Even if our childhood was wonderful (and especially if it wasn't), our identity takes on the nature of our circumstances. And without realizing it, over the years we become the people we didn't want to become.

If the reality of what we've become hits us hard enough we cry out:

O wretched man that I am! Who will deliver me from this body of death? (Romans 7:24 NKJV)

Now all should be made right by crying out to Jesus as Savior and as Lord… correct? But it doesn't “appear” to work that way for a lot of people. All may be made right for life after death, but all is not made right in this life now—at least way too many folks don't act like it is.

Why not?

Because of our traditions, we do not teach people about this new identity in Christ. And when the old identity continues to hang around (and it does) then people become frustrated and disillusioned as if their decision for Christ didn't work.

Just because we move into a better neighborhood doesn't make our old identity disappear. Just because we accept Jesus as our Savior and even as our Lord, does not automatically cause that old identity—the person we've become that we didn't want to become—disappear.

He died for everyone so that those who receive his new life will no longer live for themselves. Instead, they will live for Christ, who died and was raised for them. So we have stopped evaluating others from a human point of view. At one time we thought of Christ merely from a human point of view. How differently we know him now! This means that anyone who belongs to Christ has become a new person. The old life is gone; a new life has begun! (2 Corinthians 5:15–17 NLT)

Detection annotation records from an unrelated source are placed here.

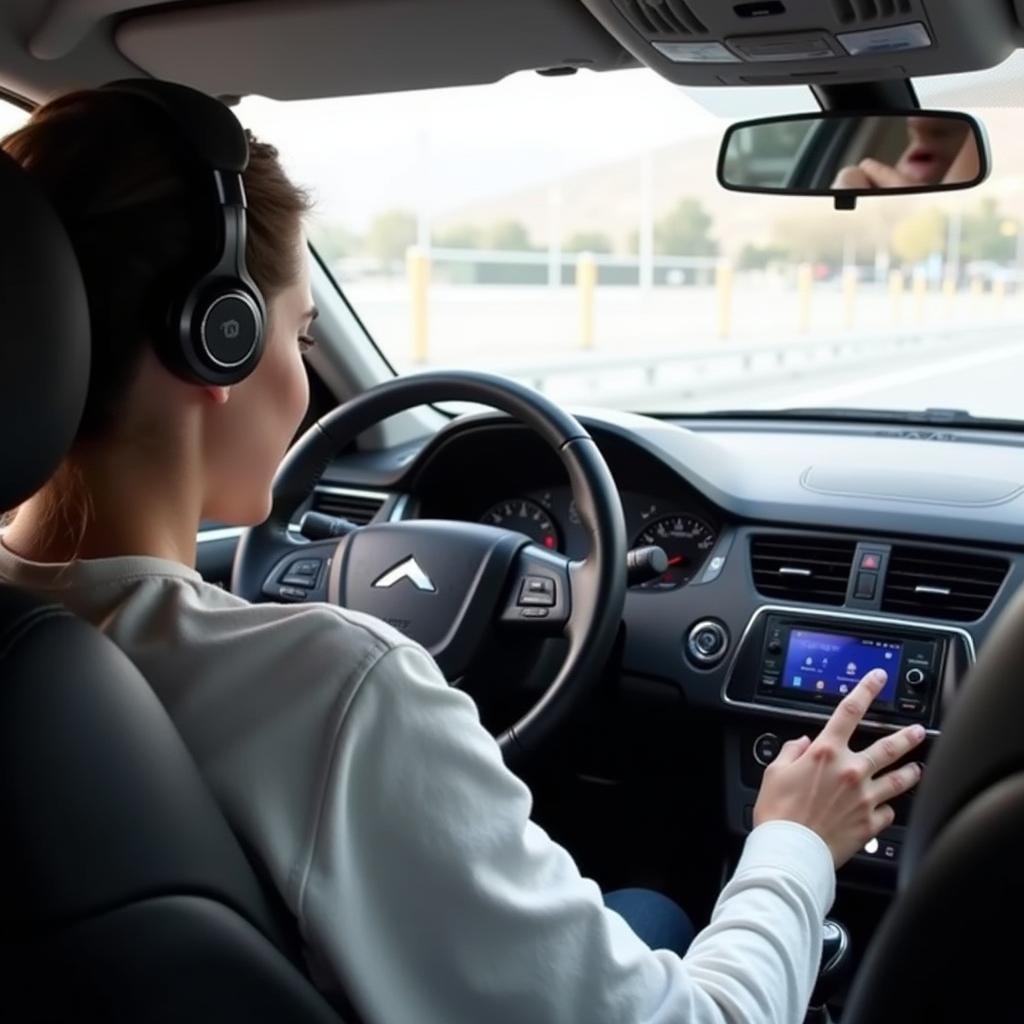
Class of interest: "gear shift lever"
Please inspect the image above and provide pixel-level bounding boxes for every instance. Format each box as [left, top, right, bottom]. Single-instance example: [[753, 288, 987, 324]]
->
[[805, 919, 852, 1024]]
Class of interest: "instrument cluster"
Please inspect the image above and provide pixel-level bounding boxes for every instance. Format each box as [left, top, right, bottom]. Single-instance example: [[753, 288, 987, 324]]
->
[[478, 487, 719, 590]]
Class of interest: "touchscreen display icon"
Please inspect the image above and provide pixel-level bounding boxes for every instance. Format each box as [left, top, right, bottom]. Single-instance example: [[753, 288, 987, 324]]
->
[[781, 630, 903, 703]]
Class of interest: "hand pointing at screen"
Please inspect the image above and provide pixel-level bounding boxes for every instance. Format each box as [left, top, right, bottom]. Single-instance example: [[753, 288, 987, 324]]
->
[[754, 669, 925, 867]]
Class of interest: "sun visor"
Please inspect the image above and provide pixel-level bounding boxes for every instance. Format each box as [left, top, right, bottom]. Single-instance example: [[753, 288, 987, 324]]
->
[[583, 0, 1024, 86], [115, 0, 635, 99]]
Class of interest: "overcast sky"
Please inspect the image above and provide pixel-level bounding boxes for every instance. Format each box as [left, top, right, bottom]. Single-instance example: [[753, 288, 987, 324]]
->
[[238, 70, 812, 229]]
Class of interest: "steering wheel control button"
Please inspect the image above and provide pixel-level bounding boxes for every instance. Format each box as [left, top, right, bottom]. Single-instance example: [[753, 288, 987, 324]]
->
[[519, 577, 555, 608], [686, 618, 729, 668], [281, 558, 324, 589], [860, 839, 900, 864], [754, 732, 782, 768]]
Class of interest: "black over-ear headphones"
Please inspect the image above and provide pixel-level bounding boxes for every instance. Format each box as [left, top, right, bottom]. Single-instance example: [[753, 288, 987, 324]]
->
[[102, 78, 266, 385]]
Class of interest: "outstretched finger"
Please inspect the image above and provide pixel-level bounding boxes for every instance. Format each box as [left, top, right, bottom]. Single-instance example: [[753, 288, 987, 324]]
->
[[772, 736, 811, 765], [861, 725, 927, 775], [821, 669, 889, 746], [870, 764, 921, 806], [859, 157, 913, 188]]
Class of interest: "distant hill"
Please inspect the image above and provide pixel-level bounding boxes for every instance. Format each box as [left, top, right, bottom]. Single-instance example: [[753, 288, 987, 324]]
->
[[434, 109, 1024, 257]]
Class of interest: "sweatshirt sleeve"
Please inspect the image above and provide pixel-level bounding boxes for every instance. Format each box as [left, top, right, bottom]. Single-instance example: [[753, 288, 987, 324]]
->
[[298, 645, 835, 1024]]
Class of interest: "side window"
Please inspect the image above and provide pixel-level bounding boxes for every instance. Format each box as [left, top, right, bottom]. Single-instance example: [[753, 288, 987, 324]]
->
[[0, 99, 29, 528], [0, 99, 29, 138]]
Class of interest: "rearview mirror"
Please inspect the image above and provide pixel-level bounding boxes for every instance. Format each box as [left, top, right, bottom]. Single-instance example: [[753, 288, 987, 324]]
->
[[718, 110, 990, 209]]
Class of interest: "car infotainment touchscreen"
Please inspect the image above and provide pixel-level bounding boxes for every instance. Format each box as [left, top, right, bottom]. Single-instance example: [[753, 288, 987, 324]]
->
[[779, 629, 903, 705]]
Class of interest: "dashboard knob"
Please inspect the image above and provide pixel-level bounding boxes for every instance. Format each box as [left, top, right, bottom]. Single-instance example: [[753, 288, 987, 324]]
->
[[903, 669, 925, 687], [686, 618, 729, 669]]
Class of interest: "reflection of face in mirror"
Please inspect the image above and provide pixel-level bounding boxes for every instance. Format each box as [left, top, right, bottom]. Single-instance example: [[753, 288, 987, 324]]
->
[[833, 117, 981, 188]]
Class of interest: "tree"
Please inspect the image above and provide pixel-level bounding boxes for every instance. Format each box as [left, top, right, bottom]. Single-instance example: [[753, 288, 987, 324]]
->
[[654, 199, 718, 256], [367, 210, 417, 263], [562, 231, 612, 253], [961, 197, 1017, 263], [309, 221, 360, 263], [736, 242, 785, 270], [890, 206, 946, 263], [487, 220, 536, 252], [434, 224, 483, 249]]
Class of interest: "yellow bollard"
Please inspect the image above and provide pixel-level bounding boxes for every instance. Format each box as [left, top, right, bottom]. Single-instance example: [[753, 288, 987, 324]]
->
[[715, 259, 732, 338], [843, 266, 857, 329], [942, 273, 956, 319], [913, 267, 928, 324], [889, 270, 903, 324], [797, 263, 814, 333], [971, 274, 985, 316], [406, 246, 430, 364], [577, 253, 597, 349], [992, 278, 1007, 314]]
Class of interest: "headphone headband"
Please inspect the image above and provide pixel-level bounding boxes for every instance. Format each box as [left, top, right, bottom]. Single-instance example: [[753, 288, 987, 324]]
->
[[101, 79, 266, 384]]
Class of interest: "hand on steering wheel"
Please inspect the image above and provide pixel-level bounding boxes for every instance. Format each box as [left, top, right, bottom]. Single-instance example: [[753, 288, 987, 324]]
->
[[231, 371, 627, 761]]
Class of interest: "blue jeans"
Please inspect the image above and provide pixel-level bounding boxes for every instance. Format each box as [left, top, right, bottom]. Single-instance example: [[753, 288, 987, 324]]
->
[[604, 889, 695, 956]]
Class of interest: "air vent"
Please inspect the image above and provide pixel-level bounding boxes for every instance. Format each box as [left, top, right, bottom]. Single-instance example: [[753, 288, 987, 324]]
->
[[751, 536, 857, 604], [833, 0, 912, 25], [313, 484, 387, 526], [615, 0, 708, 36], [882, 545, 1010, 623]]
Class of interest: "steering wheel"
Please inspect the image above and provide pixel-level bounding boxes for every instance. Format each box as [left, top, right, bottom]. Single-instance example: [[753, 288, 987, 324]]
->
[[231, 371, 627, 764]]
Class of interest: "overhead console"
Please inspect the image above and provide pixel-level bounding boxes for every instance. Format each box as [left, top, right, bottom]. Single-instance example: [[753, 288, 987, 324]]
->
[[583, 0, 1021, 85]]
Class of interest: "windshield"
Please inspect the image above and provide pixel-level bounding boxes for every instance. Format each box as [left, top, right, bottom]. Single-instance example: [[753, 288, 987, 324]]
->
[[239, 64, 1024, 419]]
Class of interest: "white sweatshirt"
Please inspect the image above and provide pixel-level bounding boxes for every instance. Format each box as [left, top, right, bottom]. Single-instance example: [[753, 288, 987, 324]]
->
[[0, 545, 835, 1024]]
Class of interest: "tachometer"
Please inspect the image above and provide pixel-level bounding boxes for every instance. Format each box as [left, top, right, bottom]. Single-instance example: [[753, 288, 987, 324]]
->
[[633, 515, 718, 590], [480, 498, 558, 551]]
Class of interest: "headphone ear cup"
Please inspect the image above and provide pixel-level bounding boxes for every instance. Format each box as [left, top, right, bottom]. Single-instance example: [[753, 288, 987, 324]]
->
[[168, 282, 266, 386], [193, 289, 263, 383]]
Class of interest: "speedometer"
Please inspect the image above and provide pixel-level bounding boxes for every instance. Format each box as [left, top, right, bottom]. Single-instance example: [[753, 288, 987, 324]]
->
[[480, 498, 558, 551], [633, 515, 718, 590]]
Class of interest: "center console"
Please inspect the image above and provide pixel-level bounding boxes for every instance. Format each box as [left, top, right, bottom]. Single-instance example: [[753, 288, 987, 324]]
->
[[723, 608, 974, 732], [722, 606, 975, 874]]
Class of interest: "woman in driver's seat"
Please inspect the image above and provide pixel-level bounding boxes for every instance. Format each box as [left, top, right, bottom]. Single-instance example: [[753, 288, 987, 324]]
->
[[0, 90, 923, 1024]]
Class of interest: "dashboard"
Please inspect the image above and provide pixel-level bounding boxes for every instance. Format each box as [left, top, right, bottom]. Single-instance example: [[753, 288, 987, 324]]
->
[[471, 486, 718, 590], [266, 412, 1024, 870]]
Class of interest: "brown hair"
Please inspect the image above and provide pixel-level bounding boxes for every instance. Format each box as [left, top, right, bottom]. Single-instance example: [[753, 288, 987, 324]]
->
[[0, 89, 309, 440], [0, 89, 309, 536]]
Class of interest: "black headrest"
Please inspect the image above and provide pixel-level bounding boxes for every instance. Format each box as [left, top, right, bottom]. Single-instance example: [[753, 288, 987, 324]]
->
[[102, 78, 249, 174], [0, 152, 89, 509]]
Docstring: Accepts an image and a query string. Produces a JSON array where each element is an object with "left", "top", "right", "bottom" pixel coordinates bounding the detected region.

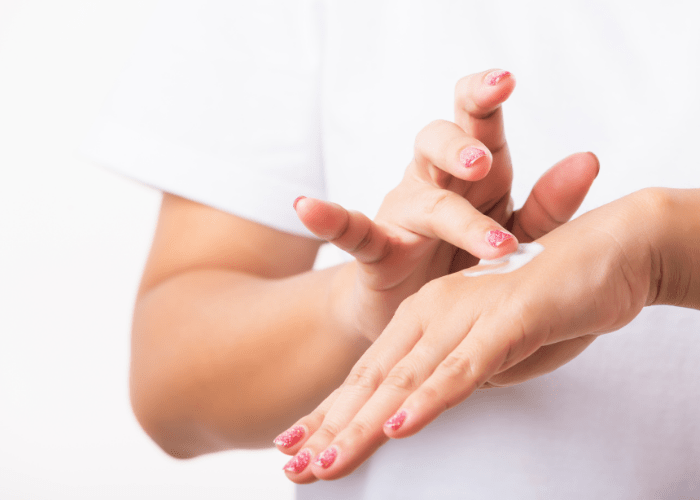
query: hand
[
  {"left": 280, "top": 190, "right": 663, "bottom": 483},
  {"left": 295, "top": 71, "right": 598, "bottom": 340}
]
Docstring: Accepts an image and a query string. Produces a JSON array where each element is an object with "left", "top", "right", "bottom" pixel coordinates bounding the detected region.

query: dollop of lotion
[{"left": 462, "top": 243, "right": 544, "bottom": 277}]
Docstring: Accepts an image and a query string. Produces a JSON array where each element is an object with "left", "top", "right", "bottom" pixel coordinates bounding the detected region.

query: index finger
[{"left": 455, "top": 69, "right": 515, "bottom": 156}]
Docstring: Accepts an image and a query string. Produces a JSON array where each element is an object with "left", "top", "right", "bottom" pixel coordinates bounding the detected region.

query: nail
[
  {"left": 314, "top": 446, "right": 338, "bottom": 469},
  {"left": 294, "top": 196, "right": 306, "bottom": 210},
  {"left": 486, "top": 230, "right": 513, "bottom": 248},
  {"left": 284, "top": 449, "right": 311, "bottom": 474},
  {"left": 485, "top": 69, "right": 510, "bottom": 85},
  {"left": 459, "top": 148, "right": 486, "bottom": 168},
  {"left": 384, "top": 410, "right": 407, "bottom": 431},
  {"left": 273, "top": 425, "right": 304, "bottom": 448}
]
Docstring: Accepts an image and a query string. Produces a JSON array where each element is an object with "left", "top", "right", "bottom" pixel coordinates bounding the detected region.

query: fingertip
[
  {"left": 273, "top": 425, "right": 308, "bottom": 455},
  {"left": 486, "top": 229, "right": 518, "bottom": 250},
  {"left": 483, "top": 69, "right": 515, "bottom": 87},
  {"left": 454, "top": 146, "right": 493, "bottom": 182}
]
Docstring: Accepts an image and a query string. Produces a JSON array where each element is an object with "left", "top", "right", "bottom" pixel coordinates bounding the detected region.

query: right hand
[{"left": 295, "top": 71, "right": 598, "bottom": 340}]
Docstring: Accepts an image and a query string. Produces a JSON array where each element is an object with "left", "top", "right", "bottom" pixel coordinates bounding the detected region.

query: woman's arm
[{"left": 131, "top": 194, "right": 368, "bottom": 458}]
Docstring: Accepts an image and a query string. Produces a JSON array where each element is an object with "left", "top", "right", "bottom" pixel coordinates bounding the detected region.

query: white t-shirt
[{"left": 83, "top": 0, "right": 700, "bottom": 500}]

The key here is that a new life has begun. When we belong to Christ we become a new person. The old life is gone.

But the old life does not leave automatically, or even peacefully.

The old life is gone only if we are intentional about wanting it gone. And we are intentional about wanting it gone when we are focused on getting to know everything there is to know about our new identity—so focused that we quit feeding the old one.

But this has to be a deliberate, intentional effort. It is not natural and it is not automatic. It is, however, possible.

The Lord stands ready to help us discover and experience our new identity in Him.